Trabalho prestado por menor de 12 anos deve contar para aposentadoria

O tempo de labor rural prestado por menor de 12 anos deve ser computado para fins previdenciários

Fernanda Santos

É sabido que crianças e adolescentes não podem trabalhar por vedação expressa no art. 7º, XXXIIII, da Constituição Federal, que prevê: criança não pode trabalhar; adolescente pode trabalhar a partir de 14 anos, na condição de aprendiz; a partir de 16 anos, o adolescente pode trabalhar normalmente (mesmo sem ser aprendiz), salvo se for um trabalho noturno, perigoso ou insalubre; o trabalho noturno, perigoso ou insalubre só pode ser realizado por maiores de 18 anos.

O trabalho infantil em atividades rurais familiares, em diversos municípios do interior do país era uma prática muito comum, no qual as crianças trabalhavam nas atividades rurais auxiliando seus pais e irmãos na lavoura.
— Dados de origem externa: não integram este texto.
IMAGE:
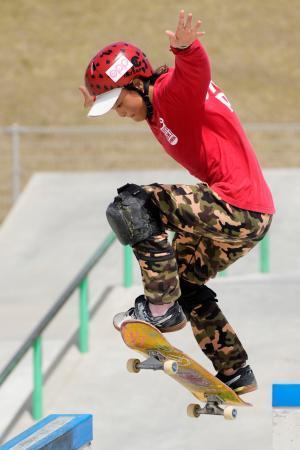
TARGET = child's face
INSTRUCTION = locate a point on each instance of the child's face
(130, 104)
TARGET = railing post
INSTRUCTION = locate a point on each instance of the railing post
(37, 397)
(128, 266)
(15, 157)
(84, 316)
(264, 255)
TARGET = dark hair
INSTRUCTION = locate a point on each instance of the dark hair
(157, 73)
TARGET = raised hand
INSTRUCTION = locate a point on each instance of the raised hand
(185, 33)
(88, 98)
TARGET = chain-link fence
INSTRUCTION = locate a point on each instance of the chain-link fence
(25, 150)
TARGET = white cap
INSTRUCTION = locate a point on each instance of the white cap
(104, 102)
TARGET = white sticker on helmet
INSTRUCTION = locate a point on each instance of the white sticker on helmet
(117, 70)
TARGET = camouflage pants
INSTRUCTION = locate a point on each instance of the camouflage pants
(209, 235)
Nesse cenário, crianças com 8 a 12 anos de idade participavam da agricultura familiar plantando sementes, arando o solo, colhendo, etc.

Esses meninos e meninas cresceram, tornaram-se adultos e agora pretendem se aposentar como trabalhadores rurais. Eles tentam aproveitar esse tempo de trabalho infantil, mas o INSS não aceita, alegando que como se trata de trabalho proibido, conforme vedação constitucional já mencionada, não pode ser computado para fins previdenciários. Além disso, o INSS argumenta que o art. 11, § 6º da Lei nº 8.213/91 prevê que somente as pessoas maiores de 16 (dezesseis) anos podem ser segurado especial.

Resta aos trabalhadores nessas condições, buscarem a via judicial. O STJ (Superior Tribunal de Justiça) acolhe o pedido dos trabalhadores para aproveitar esse tempo trabalhado na agricultura enquanto eram crianças dando a possibilidade do reconhecimento, para fins previdenciários, do trabalho rural exercido antes dos 12 anos de idade.

O objetivo da Previdência é a proteção social do indivíduo. Se o trabalho infantil não fosse admitido para fins previdenciários isso representaria uma dupla punição ao trabalhador, que teve sua infância sacrificada e que agora, na velhice, não pode computar tal período para fins de acesso ao benefício previdenciário a que tem direito.

Em simples palavras, a legislação, ao vedar o trabalho infantil, tem por escopo proteger o menor, mas não pode ser utilizada em prejuízo do trabalhador.

O trabalho da criança e do adolescente deve ser reprimido pelo poder público. No entanto, uma vez prestado o labor, o respectivo tempo deve ser computado para fins previdenciários, sendo esse cômputo o mínimo que se pode fazer para mitigar o prejuízo sofrido pelo infante.

Isso é trazido pelo acórdão da 1ª turma do STJ em relação ao Agravo Interno no Agravo em Recurso Especial de número 956.558-SP, que teve como relator o Ministro Napoleão Nunes Maia Filho, julgado em 02/06/2020.

O STF (Supremo Tribunal Federal) possui o mesmo entendimento: “o art. 7º, XXXIII, da Constituição não pode ser interpretado em prejuízo da criança ou adolescente que exerce atividade laboral, haja vista que a regra constitucional foi criada para a proteção e defesa dos trabalhadores, não podendo ser utilizada para privá-los dos seus direitos.” (STF. 1ª Turma. RE 600.616- AgR/RS, Rel. Min. Roberto Barroso, julgado em 26/08/2014).